Mais comment ne pas pointer les limites de tels dispositifs de régulation si, comme le craint l'économiste Patrick Arthus, un accident financier majeur survenait par exemple à Wall Street ? Par-delà le renforcement des règles prudentielles, c'est une réforme profonde du système qui est indispensable.

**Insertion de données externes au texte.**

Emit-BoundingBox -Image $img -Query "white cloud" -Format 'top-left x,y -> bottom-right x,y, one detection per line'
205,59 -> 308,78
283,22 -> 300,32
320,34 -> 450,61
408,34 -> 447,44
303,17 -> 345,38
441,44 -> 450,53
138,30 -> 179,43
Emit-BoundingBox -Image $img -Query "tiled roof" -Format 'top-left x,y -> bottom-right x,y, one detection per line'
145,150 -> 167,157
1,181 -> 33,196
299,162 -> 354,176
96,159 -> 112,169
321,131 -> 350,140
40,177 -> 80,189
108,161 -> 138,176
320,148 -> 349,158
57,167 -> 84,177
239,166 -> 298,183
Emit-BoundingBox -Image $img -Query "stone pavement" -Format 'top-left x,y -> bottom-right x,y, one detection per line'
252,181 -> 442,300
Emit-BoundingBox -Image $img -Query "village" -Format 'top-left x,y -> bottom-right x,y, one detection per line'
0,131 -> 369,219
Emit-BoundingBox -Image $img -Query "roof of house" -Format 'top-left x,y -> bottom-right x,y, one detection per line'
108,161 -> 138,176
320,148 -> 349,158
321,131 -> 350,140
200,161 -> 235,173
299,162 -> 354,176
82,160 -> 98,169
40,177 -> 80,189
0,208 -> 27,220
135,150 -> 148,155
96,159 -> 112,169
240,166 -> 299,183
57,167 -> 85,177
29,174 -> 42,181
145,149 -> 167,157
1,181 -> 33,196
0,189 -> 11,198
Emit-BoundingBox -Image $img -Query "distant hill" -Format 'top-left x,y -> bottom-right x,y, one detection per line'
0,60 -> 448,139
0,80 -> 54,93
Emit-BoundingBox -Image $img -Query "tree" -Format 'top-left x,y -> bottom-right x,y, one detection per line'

Il faut démocratiser les institutions financières internationales et reconstruire sur des bases nouvelles le système monétaire international afin d'échapper à la domination du dollar et promouvoir une coopération pour développer partout l'emploi.

Financer en priorité l'emploi et la formation, développer les politiques publiques du logement ou de l'aménagement du territoire suppose, comme nous l'avons montré, de pouvoir prendre appui sur un système financier mixte, à la fois public, privé et mutualiste et donc sur un pôle financier public rénové, largement démocratisé.

Ce texte pourrait donc être l'occasion, grâce à la réforme des caisses d'épargne, de poser un acte fondateur majeur. Nous en sommes malheureusement très loin.

En effet, si le projet entend contribuer à plus des écurité financière, il inscrit paradoxalement cette démarche dans le développement de la bourse. Il affirme le principe de missions d'intérêt général renforcées des caisses d'épargne, mais avance des propositions qui, en l'état, ne pourront que les fragiliser alors qu'il faudrait au contraire les renforcer en enrichissant le contenu de ce but non lucratif constitutif de l'identité des caisses d'épargne et de prévoyance.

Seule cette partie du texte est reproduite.